Review: Slammerkin by Emma Donoghue

2017: 26
5 of 5 stars
Published 2000

A Slammerkin is a loose over-dress or gown but it also means a loose woman. 14 year old Mary Saunders lives with her family in London. It is the late 1700s and they are poor, barely managing but make their living honestly. Mary lives in a beige and grey world and dreams of colour but her need for colour, the temptation of a red ribbon, brings her to ruin. Thrown out of her home, she turns to prostitution to survive. On the streets, a slightly older prostitute, Doll, takes her under her wing and Mary’s obsession with beautiful clothes and fabrics can finally be financed. For awhile.

Things go wrong, as they do, and Mary ends up fleeing London, finding herself in a domestic position with a couple who do tailoring where she learns more about fashion and fabric but where her independence and freedom to do as she pleases has been curtailed. The temptation to live as she pleases draws her back into the more dangerous life and sets her on the path to ultimate self destruction.
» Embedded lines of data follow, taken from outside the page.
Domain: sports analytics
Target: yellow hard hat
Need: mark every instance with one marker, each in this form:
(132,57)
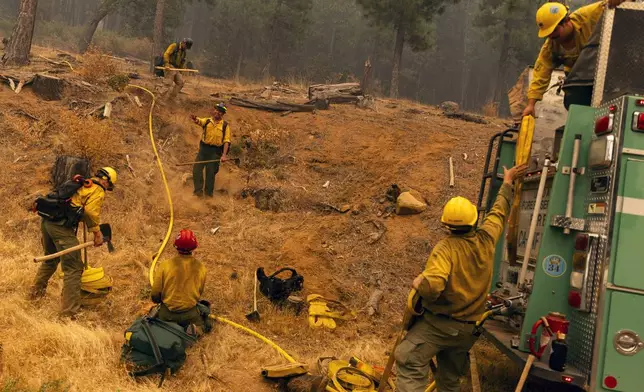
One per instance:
(109,174)
(459,212)
(549,16)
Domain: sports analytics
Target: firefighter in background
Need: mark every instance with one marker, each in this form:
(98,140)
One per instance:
(179,284)
(567,37)
(175,57)
(214,145)
(453,289)
(61,234)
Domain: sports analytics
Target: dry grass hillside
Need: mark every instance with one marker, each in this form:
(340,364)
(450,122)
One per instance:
(285,160)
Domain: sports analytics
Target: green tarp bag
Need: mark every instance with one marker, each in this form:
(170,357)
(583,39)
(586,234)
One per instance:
(155,346)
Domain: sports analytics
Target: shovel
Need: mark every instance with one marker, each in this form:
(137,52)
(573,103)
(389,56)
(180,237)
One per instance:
(254,315)
(106,230)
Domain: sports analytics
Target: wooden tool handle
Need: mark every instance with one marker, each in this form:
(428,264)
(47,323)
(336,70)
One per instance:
(63,252)
(524,375)
(178,69)
(255,294)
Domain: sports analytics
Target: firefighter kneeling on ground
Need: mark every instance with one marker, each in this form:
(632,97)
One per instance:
(175,57)
(59,235)
(179,284)
(453,289)
(214,145)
This is historical fiction at it’s best, very well researched and meticulously described. It’s not an uplifting book, not a romance and it doesn’t preach a lesson or have a happy ending. This is Mary’s tale and Mary’s life, for better or worse, mainly worse. Women in that day and in Mary’s situation didn’t have a lot of choice. You married if you could, or you went into service. It took very little to “ruin” a girl and then  your options would be even more limited. Mary’s obsession with clothing seems to represent fashion as putting a false face on how things really are. Clothing can cover and disguise the flaws of the body, can deceive the onlooker into thinking you are something you are not but for someone in Mary’s position, it’s all a pipe dream. Mary’s independent spirit and inability to accept reality lead her to an inevitable end.

Despite all that, the book isn’t depressing or oppressive, just tragic. Ms. Donoghue’s skill at getting it just right is evident. You may not like Mary but you keep reading because you want to find out what happens to her.